Should the SEC ask ESG rating agencies to measure how well ratings protect money managers from clients who want better performance, or from Twitter mobs? Doing so would likely defeat those manager’s goals in using ESG ratings. That might be a good result.
I presume the SEC shouldn’t require anyone to report how well ESG ratings generate warm fuzzies (I ignored warm fuzzies so far in the post because they don’t seem to affect how ESG is implemented).
Conclusion
There’s little reason to expect either large benefits or large harm from ESG investing. The most likely result is mediocre bureaucracy.
The goals that it serves will be a complex mix of money manager interests, the public good, and interests of big companies.
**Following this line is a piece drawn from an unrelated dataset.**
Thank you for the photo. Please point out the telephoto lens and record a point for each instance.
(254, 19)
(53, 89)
Investors who can devote a fair amount of thought to altruistic investing are likely to be more effective than ESG investors.
I suspect there’s a bit of low-hanging fruit in reviewing the available ESG rating systems, to shift a bit of influence away from the worst and toward the best. I’m unsure whether I’ll get around to writing such a review.
Andrew Gelman reports on weak arguments that ESG investing is profitable:
https://statmodeling.stat.columbia.edu/2022/06/03/unsustainable-research-on-corporate-sustainability/
I found a right-of-center effort at ESG investing, which hasn’t generated much interest: an etf (symbol: LYFE) that excludes pro-abortion companies.